Unless you believe in divine revelation or some such, you'd probably agree that, to some extent, our morals are derived from our interactions with others: how we are taught by our parents, our teachers, our clergy, our peer groups and the media. As Pfhorrest knows, I actually don't think that morality is fundamentally like this, rather what we do with our morality is *altered*, rather than created, by society. We have built in moral rules, but we learn exceptions to those rules through social interaction.
Pfhorrest is a moral objectivist insofar as he believes there is exactly one correct answer to all moral questions but I don't think relativism versus objectivism is particularly relevant here. There may indeed be correct answers to moral questions, but that makes no odds to someone who learns *these particular moral rules* from their interactions. One can have a socially constructed morality and still be right or wrong. A strong social constructivist would say that objective moral truths have little to no influence on the moral rules people learn, and I think they'd be close to being right.
Like social constructivism, identity politics can yield a spectrum of claims. Eddie Izzard recently changed his (past) preferred pronoun to she (present), but said she doesn't care which people use. This is identity politics -- Izzard had established a preferred policy regarding her identity -- but it is not the sort of "fascist" identity politics that the right-wing like to accuse people like Izzard of. What are like that are those who would not only be outraged if someone now called Izzard "he", even though she's fine with it, but would be outraged that I referred to her past pronoun as "he" (a la dead-naming). Like strong social constructivists, these have a technical name: assholes.
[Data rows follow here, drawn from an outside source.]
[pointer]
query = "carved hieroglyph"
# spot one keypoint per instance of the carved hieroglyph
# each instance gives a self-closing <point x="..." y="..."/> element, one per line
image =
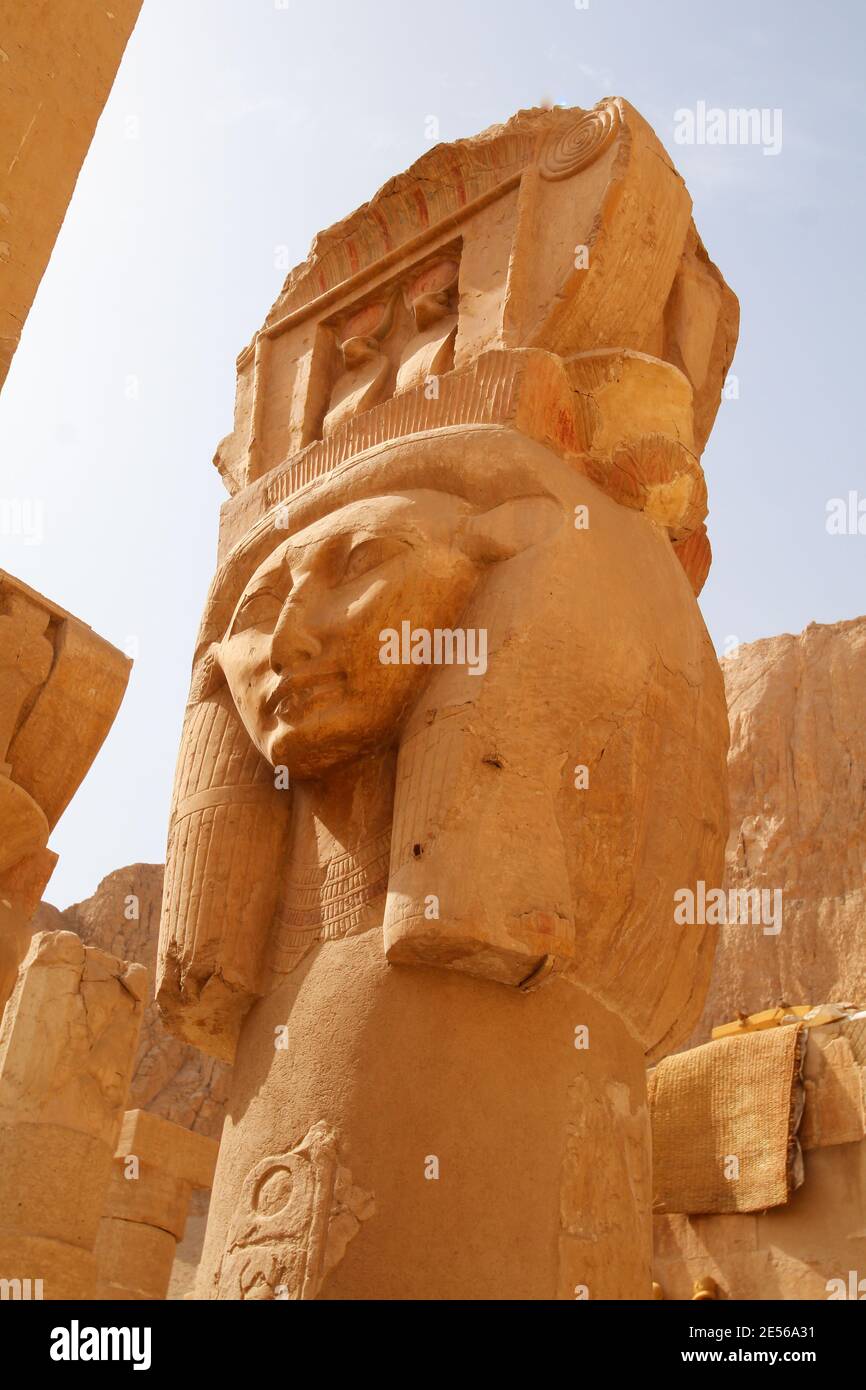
<point x="67" y="1045"/>
<point x="60" y="688"/>
<point x="296" y="1215"/>
<point x="453" y="706"/>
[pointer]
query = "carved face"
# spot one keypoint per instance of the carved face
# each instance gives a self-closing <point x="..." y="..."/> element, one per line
<point x="302" y="653"/>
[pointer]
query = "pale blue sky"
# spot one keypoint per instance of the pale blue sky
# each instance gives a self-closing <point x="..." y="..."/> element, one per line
<point x="238" y="127"/>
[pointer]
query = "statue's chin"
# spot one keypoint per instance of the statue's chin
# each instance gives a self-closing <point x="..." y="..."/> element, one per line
<point x="309" y="754"/>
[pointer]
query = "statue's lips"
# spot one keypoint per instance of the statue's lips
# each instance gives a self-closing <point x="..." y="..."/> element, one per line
<point x="298" y="692"/>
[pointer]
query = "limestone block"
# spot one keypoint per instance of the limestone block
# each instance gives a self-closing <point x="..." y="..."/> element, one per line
<point x="797" y="773"/>
<point x="60" y="688"/>
<point x="67" y="1045"/>
<point x="59" y="64"/>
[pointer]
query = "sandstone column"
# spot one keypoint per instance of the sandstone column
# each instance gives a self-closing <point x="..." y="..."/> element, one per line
<point x="67" y="1047"/>
<point x="59" y="63"/>
<point x="156" y="1168"/>
<point x="60" y="688"/>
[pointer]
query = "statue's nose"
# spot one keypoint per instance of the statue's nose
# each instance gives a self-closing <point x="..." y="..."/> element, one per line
<point x="295" y="638"/>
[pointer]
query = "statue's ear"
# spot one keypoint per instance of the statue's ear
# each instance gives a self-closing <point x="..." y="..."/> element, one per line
<point x="206" y="672"/>
<point x="509" y="528"/>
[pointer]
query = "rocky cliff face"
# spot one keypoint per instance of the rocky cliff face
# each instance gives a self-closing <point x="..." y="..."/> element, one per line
<point x="170" y="1077"/>
<point x="797" y="769"/>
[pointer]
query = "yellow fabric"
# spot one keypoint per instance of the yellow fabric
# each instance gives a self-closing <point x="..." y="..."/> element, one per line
<point x="724" y="1123"/>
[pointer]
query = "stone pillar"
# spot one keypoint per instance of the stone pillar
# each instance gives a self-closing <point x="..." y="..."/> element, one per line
<point x="60" y="688"/>
<point x="67" y="1048"/>
<point x="156" y="1168"/>
<point x="59" y="63"/>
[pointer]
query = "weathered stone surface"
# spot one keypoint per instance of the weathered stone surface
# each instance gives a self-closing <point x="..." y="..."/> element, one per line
<point x="59" y="63"/>
<point x="405" y="890"/>
<point x="798" y="822"/>
<point x="67" y="1044"/>
<point x="170" y="1077"/>
<point x="157" y="1166"/>
<point x="60" y="688"/>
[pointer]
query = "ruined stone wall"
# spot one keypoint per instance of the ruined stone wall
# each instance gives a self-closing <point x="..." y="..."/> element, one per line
<point x="798" y="822"/>
<point x="170" y="1079"/>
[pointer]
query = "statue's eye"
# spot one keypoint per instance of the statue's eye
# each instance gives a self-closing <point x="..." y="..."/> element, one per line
<point x="259" y="609"/>
<point x="369" y="555"/>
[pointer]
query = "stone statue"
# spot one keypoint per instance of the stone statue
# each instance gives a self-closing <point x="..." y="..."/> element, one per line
<point x="456" y="733"/>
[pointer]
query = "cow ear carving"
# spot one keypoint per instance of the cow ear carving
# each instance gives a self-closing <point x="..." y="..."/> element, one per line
<point x="509" y="528"/>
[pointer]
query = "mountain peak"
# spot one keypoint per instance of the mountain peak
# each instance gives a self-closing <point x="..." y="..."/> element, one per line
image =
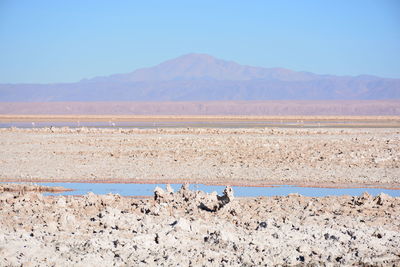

The historic reason for identity politics is that some social constructs regarding people are harmful. Racism, misogyny and homophobia attempt to establish a natural order with straight white heteronormative people at a supremum and different people at lower strata. Such schemes are oppressive. Since these people are not open to integration and will support the perpetuation of oppressive structures, usually while denying they exist, the oppressed reassert their identities as positive qualities to challenge normalised constructs with negative connotations.
Identity politics is a social construct that is really the flip side of another, oppressive social construct. Gay pride is not an obviously useful construct except in the context of (especially religiously-fuelled) homophobia. Likewise black pride, black power, and BLM.
The problem is that these counter-oppressive identity politics can end up looking as oppressive as the social constructs they sought to challenge, and they often do so by confusing legitimate criticism of new forms of oppression with the original oppressive constructs. Two cases in point are people's reluctance to criticise Israel and the accusations of anti-Semitism they receive when they do, and their reluctance to criticise the excesses of feminism (such as a recent call to presume men guilty until proven innocent) for fear of being accused of misogyny.
If there's a common theme here, it's that sound ideas run amok, and vested interests use this as a means of dismissing the sound idea along with its extreme and absurd conclusions. Or, more briefly, there's assholes of all sizes.